Like Emmet, Alexa Tarantino has been livestreaming with her fiance, Stephen Fifeke, right from their apartment in New York City. They have been streaming every Sunday at 8pm and they archive their performance so everyone can view them. She has been using her earnings to help charities in times of Covid, and also to sustain her fiance and her. Fifeke and Tarantino started an innovative Virtual Jazz Camp called “A Step Ahead Jazz” where they called upon their friends to be guest speakers to deliver an interactive experience to students worldwide. 

Orrin Evans sheds light on how to find sponsors to help cover costs of the band, gear, and more. His Patio Concert Series was able to provide meals for the band, and had a full setup of gear ready to go. He stresses the importance of being able to make money and still be able to enjoy playing the music. 

Todd Barkan, Mike DeNinno,
Spike Wilner, Josh Jackson

The Big Pivot

Jazz Clubs: Realities and Opportunities

Panelists: Spike Wilner, Mike DeNinno, Todd Barkan
Moderator: Josh Jackson

Stages are silent. But the survival of jazz clubs is essential to the development of emerging artists and the stability of established artists. But how will social distancing and protocols affect their survival? How are jazz clubs finding new ways to present the music and keep their doors open? What is the future of arts in cities as an essential part of both our economy and culture? This session will feature a meaningful and honest conversation from Jazz Club owners Spike Wilner (Smalls Jazz Club), Mark DeNinno (Chris’ Jazz Cafe) and Todd Barkan (Keystone Korner Baltimore).

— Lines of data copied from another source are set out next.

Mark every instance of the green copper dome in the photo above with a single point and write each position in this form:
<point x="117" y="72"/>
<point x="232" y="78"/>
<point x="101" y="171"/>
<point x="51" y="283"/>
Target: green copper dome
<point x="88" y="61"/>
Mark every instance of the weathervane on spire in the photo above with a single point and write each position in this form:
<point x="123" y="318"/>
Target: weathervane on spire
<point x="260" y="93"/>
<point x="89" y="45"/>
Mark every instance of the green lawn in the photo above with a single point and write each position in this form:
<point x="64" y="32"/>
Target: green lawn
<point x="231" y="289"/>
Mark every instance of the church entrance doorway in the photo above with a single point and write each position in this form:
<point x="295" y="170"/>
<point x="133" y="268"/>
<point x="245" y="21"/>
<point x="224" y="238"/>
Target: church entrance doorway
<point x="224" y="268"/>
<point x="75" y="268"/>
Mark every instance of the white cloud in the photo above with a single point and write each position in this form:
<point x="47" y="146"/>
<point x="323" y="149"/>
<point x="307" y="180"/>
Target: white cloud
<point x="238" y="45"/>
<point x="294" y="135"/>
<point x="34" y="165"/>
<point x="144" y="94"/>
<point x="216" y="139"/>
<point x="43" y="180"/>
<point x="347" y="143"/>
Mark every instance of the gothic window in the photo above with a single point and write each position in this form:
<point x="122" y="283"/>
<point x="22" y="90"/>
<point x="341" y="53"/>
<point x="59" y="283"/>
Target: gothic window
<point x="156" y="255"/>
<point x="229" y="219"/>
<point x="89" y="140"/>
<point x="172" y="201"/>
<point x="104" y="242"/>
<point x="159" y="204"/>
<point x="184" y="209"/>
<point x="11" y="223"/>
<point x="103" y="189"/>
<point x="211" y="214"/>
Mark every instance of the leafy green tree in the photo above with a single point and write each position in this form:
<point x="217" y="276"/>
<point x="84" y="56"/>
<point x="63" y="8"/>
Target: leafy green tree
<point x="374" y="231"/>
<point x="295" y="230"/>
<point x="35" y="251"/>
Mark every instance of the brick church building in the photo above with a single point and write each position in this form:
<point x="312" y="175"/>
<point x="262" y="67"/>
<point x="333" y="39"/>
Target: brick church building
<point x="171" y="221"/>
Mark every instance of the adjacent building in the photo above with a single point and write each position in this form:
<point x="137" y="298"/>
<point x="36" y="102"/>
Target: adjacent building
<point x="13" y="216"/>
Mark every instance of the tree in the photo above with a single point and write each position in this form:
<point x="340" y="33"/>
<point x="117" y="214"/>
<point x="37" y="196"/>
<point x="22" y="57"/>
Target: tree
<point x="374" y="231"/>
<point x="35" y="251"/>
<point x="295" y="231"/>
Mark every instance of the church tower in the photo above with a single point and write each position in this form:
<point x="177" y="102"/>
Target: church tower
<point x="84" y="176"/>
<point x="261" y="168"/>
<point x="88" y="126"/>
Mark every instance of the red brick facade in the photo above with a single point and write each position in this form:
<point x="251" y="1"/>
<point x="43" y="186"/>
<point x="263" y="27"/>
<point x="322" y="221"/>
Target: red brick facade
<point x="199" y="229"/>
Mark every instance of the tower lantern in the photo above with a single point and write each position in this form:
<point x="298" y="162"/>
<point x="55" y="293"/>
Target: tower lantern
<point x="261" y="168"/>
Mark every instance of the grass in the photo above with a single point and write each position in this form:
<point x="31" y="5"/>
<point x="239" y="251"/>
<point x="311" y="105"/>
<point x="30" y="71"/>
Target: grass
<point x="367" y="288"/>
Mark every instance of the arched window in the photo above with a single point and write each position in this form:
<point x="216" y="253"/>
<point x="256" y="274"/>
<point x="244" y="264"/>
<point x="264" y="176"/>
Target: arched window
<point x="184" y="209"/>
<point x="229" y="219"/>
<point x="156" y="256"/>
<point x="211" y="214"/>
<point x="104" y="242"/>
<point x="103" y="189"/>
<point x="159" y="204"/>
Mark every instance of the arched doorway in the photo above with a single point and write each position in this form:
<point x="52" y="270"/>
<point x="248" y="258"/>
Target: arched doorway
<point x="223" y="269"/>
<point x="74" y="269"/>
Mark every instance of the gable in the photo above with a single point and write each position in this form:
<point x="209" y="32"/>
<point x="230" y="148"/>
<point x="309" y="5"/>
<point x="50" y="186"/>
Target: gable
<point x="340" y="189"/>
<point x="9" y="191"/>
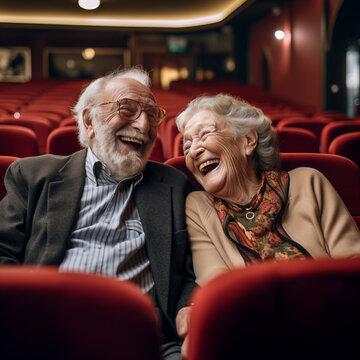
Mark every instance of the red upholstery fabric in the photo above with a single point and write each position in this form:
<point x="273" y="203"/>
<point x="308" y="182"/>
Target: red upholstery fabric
<point x="347" y="145"/>
<point x="51" y="315"/>
<point x="18" y="141"/>
<point x="5" y="161"/>
<point x="63" y="141"/>
<point x="63" y="111"/>
<point x="297" y="140"/>
<point x="334" y="129"/>
<point x="291" y="310"/>
<point x="171" y="131"/>
<point x="157" y="153"/>
<point x="311" y="124"/>
<point x="178" y="145"/>
<point x="41" y="126"/>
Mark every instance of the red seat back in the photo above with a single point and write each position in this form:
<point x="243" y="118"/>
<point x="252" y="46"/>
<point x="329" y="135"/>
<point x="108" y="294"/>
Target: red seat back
<point x="347" y="145"/>
<point x="54" y="315"/>
<point x="336" y="128"/>
<point x="18" y="141"/>
<point x="63" y="141"/>
<point x="314" y="125"/>
<point x="296" y="307"/>
<point x="297" y="140"/>
<point x="157" y="153"/>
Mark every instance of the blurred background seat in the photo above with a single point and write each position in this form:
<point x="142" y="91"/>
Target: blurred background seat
<point x="18" y="141"/>
<point x="294" y="309"/>
<point x="47" y="314"/>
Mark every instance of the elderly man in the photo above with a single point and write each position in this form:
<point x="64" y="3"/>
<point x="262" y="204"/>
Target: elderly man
<point x="106" y="209"/>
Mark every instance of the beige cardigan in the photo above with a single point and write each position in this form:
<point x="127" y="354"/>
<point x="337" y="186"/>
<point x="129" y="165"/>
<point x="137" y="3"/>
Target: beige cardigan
<point x="315" y="217"/>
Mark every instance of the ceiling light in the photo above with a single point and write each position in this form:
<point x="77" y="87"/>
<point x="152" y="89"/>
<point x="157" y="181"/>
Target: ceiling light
<point x="279" y="34"/>
<point x="88" y="54"/>
<point x="89" y="4"/>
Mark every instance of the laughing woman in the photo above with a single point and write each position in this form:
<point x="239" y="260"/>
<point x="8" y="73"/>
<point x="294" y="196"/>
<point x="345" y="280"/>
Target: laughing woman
<point x="252" y="210"/>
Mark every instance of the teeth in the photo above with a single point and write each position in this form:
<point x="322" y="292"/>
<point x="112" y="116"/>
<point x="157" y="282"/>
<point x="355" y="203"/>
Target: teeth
<point x="207" y="163"/>
<point x="131" y="139"/>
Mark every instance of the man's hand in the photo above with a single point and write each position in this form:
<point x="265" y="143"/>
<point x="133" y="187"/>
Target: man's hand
<point x="182" y="326"/>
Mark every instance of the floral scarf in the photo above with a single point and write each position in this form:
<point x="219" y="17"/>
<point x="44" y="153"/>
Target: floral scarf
<point x="256" y="227"/>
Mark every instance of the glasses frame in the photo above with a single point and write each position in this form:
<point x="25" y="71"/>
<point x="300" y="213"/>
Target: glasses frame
<point x="143" y="107"/>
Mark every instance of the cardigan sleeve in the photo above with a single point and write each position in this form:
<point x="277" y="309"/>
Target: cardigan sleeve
<point x="206" y="258"/>
<point x="340" y="232"/>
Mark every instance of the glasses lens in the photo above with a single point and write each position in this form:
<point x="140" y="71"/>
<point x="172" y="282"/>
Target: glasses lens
<point x="129" y="109"/>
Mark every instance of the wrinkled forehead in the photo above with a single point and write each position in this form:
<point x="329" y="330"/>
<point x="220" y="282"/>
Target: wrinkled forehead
<point x="204" y="119"/>
<point x="128" y="88"/>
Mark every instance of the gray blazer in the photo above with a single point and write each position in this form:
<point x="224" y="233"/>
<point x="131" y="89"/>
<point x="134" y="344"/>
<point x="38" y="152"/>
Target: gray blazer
<point x="41" y="208"/>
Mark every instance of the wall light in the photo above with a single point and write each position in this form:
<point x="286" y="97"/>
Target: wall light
<point x="279" y="34"/>
<point x="89" y="4"/>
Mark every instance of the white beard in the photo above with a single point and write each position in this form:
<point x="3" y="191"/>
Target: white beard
<point x="105" y="148"/>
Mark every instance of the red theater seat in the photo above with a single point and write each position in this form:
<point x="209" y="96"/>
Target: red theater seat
<point x="347" y="145"/>
<point x="41" y="126"/>
<point x="18" y="141"/>
<point x="63" y="141"/>
<point x="297" y="140"/>
<point x="52" y="315"/>
<point x="311" y="124"/>
<point x="157" y="153"/>
<point x="334" y="129"/>
<point x="5" y="161"/>
<point x="296" y="309"/>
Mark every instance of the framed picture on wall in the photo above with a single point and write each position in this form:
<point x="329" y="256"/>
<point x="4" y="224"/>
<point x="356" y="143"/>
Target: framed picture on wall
<point x="15" y="64"/>
<point x="83" y="63"/>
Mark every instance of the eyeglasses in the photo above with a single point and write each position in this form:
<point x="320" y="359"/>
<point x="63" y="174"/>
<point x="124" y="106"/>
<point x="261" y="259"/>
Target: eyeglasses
<point x="130" y="110"/>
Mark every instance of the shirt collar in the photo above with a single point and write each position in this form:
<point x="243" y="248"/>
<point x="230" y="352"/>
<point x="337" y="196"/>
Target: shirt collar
<point x="99" y="174"/>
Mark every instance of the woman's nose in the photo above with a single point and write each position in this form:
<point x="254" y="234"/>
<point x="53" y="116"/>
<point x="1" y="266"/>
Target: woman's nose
<point x="196" y="150"/>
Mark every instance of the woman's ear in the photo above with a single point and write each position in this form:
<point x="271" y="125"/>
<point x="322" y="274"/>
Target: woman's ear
<point x="251" y="142"/>
<point x="88" y="123"/>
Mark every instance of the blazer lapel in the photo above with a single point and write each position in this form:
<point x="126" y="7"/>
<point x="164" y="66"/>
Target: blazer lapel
<point x="64" y="194"/>
<point x="153" y="201"/>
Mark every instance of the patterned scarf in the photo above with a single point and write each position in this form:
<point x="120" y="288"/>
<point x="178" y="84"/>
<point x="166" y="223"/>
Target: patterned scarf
<point x="256" y="227"/>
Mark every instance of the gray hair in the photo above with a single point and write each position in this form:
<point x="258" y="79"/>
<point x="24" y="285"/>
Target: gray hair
<point x="90" y="96"/>
<point x="242" y="119"/>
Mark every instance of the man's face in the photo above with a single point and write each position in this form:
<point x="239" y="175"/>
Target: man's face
<point x="124" y="146"/>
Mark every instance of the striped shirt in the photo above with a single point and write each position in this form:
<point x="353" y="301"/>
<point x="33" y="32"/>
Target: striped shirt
<point x="108" y="238"/>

This session was moderated by Josh Jackson. 

Spike Wilner found that the only way for him to keep Smalls Jazz Club alive was to create “The Smalls Live Foundation” which subsidized the clubs, venues and the arts. He received funding from Billy Joel who helped support rent on the club, and from there he was able to start a live streaming platform where he could host one band a day (which began June 1.) Since then, they have been able to cut about $88,000 in checks to their musicians and archive the recordings so those can watch them at their leisure. Spike still finds it to be a struggle to sustain his club.

Mark DeNinno used the COVID shut down to do some remodeling within the iconic Philly Jazz Venue, “Chris’ Jazz Cafe.” They redid the entire restaurant, which included a lengthy project of ripping out the carpets, redoing the bathrooms, creating brand new sanitizing stations, and installing plexiglass for the stages so musicians could play safely. Like Wilner, DeNinno put in a recording studio and live streaming capabilities to be able to deliver live music to families at home.

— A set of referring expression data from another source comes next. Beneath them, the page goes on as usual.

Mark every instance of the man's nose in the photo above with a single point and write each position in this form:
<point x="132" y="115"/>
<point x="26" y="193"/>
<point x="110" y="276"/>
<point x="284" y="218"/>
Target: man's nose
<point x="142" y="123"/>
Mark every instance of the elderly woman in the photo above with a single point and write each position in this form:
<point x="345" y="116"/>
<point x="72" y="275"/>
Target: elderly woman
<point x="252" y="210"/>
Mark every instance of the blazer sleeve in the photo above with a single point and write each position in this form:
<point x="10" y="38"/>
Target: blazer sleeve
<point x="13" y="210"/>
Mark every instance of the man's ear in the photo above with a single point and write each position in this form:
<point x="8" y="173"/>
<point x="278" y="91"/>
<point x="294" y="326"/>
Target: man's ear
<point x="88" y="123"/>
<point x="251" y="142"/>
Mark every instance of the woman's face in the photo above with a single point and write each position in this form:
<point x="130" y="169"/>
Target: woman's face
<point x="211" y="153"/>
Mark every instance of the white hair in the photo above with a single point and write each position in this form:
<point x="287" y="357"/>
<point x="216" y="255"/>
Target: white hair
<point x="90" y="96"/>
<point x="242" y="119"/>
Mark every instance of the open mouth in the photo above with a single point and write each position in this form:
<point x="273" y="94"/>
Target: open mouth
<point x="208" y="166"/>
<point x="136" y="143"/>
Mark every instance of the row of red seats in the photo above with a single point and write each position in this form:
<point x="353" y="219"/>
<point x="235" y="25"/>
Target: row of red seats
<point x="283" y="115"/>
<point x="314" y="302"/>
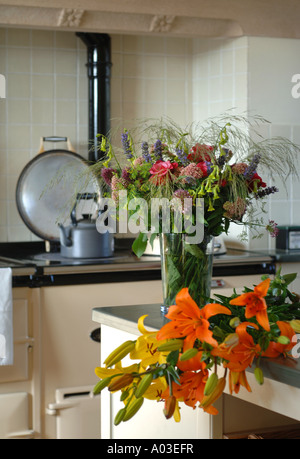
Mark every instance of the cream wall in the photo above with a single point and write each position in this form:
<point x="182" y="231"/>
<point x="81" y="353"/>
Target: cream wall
<point x="47" y="95"/>
<point x="271" y="64"/>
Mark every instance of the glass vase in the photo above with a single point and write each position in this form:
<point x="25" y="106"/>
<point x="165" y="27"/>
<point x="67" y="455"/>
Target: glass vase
<point x="185" y="265"/>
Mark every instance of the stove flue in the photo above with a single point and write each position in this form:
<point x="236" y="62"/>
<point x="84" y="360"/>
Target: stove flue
<point x="99" y="73"/>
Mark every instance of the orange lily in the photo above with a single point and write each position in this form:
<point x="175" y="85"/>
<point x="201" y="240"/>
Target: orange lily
<point x="242" y="355"/>
<point x="237" y="379"/>
<point x="255" y="303"/>
<point x="189" y="321"/>
<point x="276" y="349"/>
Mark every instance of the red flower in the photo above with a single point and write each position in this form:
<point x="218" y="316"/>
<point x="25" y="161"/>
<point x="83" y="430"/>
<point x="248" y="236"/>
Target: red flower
<point x="161" y="171"/>
<point x="203" y="166"/>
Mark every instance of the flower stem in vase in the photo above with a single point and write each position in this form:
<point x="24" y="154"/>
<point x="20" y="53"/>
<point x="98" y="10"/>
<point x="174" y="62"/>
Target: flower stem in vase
<point x="185" y="265"/>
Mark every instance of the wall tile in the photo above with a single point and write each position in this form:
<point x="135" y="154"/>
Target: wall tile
<point x="18" y="37"/>
<point x="18" y="60"/>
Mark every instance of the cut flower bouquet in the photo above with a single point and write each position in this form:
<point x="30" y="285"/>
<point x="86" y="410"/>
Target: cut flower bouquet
<point x="201" y="349"/>
<point x="194" y="180"/>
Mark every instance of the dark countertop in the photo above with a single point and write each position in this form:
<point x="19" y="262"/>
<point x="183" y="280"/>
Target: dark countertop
<point x="125" y="318"/>
<point x="33" y="266"/>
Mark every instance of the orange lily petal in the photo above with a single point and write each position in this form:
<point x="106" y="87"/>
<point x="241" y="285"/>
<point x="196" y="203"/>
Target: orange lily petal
<point x="263" y="319"/>
<point x="262" y="288"/>
<point x="213" y="309"/>
<point x="240" y="300"/>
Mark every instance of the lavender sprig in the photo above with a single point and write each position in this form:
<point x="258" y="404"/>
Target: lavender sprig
<point x="182" y="156"/>
<point x="126" y="145"/>
<point x="146" y="154"/>
<point x="158" y="150"/>
<point x="250" y="171"/>
<point x="266" y="192"/>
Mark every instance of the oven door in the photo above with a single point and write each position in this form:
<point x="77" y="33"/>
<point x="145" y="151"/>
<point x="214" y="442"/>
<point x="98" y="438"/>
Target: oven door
<point x="77" y="413"/>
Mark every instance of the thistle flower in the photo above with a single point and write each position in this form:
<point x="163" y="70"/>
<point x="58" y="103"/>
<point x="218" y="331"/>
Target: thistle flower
<point x="192" y="171"/>
<point x="182" y="156"/>
<point x="266" y="192"/>
<point x="107" y="174"/>
<point x="146" y="154"/>
<point x="239" y="168"/>
<point x="250" y="171"/>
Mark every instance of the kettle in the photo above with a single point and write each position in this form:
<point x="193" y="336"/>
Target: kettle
<point x="81" y="239"/>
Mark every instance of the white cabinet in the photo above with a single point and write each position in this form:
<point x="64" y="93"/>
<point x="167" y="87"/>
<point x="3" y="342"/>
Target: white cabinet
<point x="19" y="383"/>
<point x="69" y="356"/>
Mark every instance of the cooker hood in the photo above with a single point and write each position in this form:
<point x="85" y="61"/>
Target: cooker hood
<point x="191" y="18"/>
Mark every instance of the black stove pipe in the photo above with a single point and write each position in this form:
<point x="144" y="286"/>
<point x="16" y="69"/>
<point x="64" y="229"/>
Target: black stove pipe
<point x="99" y="72"/>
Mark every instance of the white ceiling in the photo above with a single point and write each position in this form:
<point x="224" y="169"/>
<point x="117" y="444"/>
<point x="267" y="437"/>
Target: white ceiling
<point x="186" y="18"/>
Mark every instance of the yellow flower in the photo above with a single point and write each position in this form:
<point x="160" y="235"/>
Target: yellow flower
<point x="118" y="370"/>
<point x="146" y="347"/>
<point x="154" y="392"/>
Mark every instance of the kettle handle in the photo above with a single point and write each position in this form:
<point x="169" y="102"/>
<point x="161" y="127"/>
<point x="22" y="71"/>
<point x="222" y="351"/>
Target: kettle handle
<point x="81" y="196"/>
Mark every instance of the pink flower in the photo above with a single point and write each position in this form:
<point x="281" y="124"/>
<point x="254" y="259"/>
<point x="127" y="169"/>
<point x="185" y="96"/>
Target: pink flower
<point x="256" y="182"/>
<point x="203" y="166"/>
<point x="161" y="171"/>
<point x="192" y="170"/>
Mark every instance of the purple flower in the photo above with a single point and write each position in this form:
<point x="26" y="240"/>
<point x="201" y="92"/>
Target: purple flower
<point x="250" y="171"/>
<point x="107" y="174"/>
<point x="182" y="156"/>
<point x="272" y="228"/>
<point x="126" y="145"/>
<point x="158" y="150"/>
<point x="146" y="154"/>
<point x="266" y="192"/>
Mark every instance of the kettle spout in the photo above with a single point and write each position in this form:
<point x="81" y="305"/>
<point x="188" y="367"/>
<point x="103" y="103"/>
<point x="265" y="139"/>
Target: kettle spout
<point x="65" y="239"/>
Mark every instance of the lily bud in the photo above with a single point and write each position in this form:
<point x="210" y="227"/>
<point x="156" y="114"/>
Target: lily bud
<point x="101" y="385"/>
<point x="211" y="384"/>
<point x="235" y="322"/>
<point x="121" y="382"/>
<point x="170" y="405"/>
<point x="283" y="340"/>
<point x="231" y="340"/>
<point x="143" y="385"/>
<point x="259" y="376"/>
<point x="295" y="324"/>
<point x="189" y="354"/>
<point x="119" y="416"/>
<point x="171" y="345"/>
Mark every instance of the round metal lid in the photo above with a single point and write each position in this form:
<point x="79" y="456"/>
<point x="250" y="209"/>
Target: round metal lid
<point x="47" y="188"/>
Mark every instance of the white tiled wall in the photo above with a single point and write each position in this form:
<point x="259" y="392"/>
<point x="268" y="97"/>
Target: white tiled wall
<point x="185" y="79"/>
<point x="46" y="94"/>
<point x="220" y="74"/>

Barkan focused on staying safe and healthy, but also stressed the need to continue to make people feel a part of the jazz community. They have had limited capability for live audience, but he has found a way to make income from at the door ticket sales, and from streaming tickets. 

These three club owners have prioritized maintaining the health and safety of everyone, and also following government orders to minimize the spread of COVID-19. They have created backup plans for anticipatory shut downs to come, and have taken time to think creatively of how they can maintain connections with those who are involved with and support the jazz community while we are all very much apart.